The girls on the FHS Varsity Cheer Sqaud say they're more than just teammates.

"We’re all sisters," Eve Schuh, an FHS cheerleader says. "Especially being with each other for so long, it feels like a family.”

Most of them have been a team since they were in elementary school.

“We all have a spot on the mat, we couldn’t do it without everyone that we have," Ellen Hermes, another FHS cheerleader says.

Their head coach, Ellen Wilson, has also been with them since elementary school.

“I’ve literally watched them grow up," Wilson says.

Wilson hopes to push her team to be great athletes.

“This is not for the faint of heart, this is not for the weary," she says.

As well as great people.

“We always say cheer is bigger than cheer, so we try to incorporate life lessons since they’ve been itty bitty," Wilson says.

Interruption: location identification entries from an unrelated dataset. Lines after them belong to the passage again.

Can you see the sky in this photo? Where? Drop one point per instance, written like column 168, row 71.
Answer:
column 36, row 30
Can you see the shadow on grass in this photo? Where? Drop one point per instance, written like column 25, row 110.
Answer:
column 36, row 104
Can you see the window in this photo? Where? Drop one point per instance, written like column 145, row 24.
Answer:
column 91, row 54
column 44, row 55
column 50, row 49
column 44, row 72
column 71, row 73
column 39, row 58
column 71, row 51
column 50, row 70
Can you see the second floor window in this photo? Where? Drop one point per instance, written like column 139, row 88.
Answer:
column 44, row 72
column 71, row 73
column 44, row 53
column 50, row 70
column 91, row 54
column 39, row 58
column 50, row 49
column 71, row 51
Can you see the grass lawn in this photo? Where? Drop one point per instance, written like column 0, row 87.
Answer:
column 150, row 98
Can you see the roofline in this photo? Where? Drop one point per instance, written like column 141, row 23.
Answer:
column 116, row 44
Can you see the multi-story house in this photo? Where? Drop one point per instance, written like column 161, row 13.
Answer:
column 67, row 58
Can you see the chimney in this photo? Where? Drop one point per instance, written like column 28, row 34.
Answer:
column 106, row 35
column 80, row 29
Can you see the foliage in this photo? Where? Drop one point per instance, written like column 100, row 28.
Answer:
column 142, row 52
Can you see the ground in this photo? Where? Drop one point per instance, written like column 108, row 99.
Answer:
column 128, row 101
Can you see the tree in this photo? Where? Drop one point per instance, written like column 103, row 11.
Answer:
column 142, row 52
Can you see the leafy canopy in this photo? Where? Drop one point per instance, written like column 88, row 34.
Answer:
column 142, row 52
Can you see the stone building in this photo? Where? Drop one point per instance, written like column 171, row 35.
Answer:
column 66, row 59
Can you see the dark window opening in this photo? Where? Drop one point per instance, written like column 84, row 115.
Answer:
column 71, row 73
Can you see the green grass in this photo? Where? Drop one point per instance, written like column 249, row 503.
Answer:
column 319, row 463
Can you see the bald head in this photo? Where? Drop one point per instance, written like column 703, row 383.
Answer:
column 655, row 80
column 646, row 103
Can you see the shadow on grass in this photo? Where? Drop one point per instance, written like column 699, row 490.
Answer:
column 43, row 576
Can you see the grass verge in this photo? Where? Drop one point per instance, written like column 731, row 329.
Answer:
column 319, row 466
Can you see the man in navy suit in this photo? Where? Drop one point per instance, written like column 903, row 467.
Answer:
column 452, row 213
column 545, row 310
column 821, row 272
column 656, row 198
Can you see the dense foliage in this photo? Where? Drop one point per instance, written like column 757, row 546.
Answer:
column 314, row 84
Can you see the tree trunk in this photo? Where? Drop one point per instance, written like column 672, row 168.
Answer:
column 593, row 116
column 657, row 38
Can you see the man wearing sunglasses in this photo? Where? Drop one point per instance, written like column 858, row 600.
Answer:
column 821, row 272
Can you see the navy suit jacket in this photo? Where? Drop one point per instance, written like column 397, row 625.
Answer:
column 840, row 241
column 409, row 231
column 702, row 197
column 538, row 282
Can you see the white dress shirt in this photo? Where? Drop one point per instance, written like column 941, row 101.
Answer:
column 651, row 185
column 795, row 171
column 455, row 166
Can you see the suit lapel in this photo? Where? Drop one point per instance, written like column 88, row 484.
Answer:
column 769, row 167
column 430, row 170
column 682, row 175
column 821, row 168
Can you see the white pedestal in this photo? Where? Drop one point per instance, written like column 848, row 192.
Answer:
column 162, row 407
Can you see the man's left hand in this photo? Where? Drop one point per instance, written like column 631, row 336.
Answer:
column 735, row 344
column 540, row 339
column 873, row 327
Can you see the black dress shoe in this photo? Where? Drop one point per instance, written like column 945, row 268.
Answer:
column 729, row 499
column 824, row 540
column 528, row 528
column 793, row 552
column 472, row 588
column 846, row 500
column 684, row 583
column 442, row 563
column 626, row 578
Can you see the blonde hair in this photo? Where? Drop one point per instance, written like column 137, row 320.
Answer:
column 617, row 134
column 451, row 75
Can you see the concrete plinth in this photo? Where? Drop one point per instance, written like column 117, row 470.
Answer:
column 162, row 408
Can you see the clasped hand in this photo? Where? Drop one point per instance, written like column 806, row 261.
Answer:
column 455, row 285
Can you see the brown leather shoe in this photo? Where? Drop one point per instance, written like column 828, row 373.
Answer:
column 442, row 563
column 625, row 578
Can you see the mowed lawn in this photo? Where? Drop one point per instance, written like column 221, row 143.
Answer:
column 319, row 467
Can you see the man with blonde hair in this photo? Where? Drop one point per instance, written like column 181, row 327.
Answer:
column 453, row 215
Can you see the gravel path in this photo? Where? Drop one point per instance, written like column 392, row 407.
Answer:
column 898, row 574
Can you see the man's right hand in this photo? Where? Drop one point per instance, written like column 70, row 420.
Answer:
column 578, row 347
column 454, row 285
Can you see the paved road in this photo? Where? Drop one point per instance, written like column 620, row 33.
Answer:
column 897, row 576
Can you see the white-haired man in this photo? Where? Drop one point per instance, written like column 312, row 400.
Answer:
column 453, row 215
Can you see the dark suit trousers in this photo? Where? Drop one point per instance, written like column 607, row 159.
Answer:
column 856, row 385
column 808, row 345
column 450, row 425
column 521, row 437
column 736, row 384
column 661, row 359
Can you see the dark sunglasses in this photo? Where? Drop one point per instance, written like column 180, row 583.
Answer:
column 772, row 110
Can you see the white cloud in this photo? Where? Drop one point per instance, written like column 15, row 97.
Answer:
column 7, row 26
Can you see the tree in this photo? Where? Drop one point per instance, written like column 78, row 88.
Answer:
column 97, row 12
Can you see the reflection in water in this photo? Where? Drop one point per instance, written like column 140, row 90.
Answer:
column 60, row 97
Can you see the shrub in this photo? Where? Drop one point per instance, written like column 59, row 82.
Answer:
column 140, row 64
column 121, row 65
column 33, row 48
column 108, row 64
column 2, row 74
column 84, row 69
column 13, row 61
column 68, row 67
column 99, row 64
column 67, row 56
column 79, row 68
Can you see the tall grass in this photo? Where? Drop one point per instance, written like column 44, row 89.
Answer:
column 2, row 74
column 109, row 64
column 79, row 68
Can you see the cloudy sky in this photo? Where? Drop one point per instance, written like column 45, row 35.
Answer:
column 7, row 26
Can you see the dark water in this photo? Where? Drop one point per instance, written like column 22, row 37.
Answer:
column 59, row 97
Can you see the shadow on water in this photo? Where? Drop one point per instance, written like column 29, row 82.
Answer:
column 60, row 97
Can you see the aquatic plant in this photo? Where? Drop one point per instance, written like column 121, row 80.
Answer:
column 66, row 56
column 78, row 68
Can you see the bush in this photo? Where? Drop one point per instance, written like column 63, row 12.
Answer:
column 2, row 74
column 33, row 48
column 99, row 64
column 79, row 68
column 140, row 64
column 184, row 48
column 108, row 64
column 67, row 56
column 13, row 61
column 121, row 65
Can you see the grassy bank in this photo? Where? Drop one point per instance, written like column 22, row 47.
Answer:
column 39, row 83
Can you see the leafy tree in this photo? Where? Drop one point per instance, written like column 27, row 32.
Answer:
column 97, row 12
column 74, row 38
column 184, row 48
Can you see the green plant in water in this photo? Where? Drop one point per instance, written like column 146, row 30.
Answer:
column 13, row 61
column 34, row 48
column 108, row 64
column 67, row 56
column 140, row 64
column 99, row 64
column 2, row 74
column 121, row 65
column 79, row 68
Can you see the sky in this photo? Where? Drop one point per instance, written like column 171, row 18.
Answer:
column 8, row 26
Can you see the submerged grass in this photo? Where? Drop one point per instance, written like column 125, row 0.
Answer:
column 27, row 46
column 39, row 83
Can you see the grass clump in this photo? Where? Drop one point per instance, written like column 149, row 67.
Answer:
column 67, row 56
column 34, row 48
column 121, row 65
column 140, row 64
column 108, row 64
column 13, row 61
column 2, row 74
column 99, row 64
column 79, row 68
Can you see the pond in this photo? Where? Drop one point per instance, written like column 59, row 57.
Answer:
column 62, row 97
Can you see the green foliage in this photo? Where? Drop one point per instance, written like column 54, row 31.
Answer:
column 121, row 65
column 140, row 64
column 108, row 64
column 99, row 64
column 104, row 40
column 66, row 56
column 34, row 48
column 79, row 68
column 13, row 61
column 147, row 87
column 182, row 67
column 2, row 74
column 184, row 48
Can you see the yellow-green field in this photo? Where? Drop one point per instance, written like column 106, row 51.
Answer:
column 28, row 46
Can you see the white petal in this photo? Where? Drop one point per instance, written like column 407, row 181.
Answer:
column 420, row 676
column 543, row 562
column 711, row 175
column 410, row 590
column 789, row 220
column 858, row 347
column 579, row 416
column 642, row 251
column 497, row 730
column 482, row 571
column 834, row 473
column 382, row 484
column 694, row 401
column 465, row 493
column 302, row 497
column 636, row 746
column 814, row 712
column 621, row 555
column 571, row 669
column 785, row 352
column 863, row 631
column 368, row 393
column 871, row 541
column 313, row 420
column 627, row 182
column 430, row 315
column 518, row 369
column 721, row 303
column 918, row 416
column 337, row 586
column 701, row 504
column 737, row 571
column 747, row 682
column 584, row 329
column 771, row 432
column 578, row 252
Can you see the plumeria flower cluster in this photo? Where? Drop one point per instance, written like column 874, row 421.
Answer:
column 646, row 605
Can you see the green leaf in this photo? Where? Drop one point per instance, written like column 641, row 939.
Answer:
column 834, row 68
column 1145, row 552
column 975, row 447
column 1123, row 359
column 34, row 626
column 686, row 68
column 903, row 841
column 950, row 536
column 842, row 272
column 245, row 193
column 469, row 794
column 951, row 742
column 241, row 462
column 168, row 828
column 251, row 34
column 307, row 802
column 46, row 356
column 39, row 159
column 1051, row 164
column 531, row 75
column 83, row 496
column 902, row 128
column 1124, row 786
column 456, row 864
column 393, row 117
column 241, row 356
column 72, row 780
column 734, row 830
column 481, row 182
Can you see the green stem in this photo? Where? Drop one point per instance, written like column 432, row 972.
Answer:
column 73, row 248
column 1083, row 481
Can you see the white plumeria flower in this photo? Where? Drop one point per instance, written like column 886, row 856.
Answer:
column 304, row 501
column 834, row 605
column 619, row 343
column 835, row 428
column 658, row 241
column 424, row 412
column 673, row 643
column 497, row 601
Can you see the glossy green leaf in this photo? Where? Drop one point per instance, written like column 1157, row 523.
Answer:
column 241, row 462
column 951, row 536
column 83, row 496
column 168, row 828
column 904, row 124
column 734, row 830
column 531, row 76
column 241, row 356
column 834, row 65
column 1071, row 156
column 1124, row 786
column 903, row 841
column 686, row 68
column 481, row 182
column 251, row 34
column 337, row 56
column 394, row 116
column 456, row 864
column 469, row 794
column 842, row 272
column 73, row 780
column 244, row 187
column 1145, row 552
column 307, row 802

Through her leadership and the girls hard work, they took home the state cheer title for the first time in FHS history.

They won despite being the smallest school competing and being made up of only freshman and sophomores.

"To hear our name be called was, I don’t have words," Wilson says. "It was indescribable to be there."

At the end of January, they travel to Dallas for nationals.

“It’s going to be in front of more people than we’ve ever competed in front of before," Becca Wait, an FHS cheerleader, says.

Overall, the girls say they're both excited and nervous for the new challenge.

However they come home, Wilson hopes the girls will remember the experience for the rest of their lives.

“I want them to be able to leave with their head held high and be proud and confident in all of their abilities and just know that they’re some of the strongest, smartest, bravest people that I know," she says.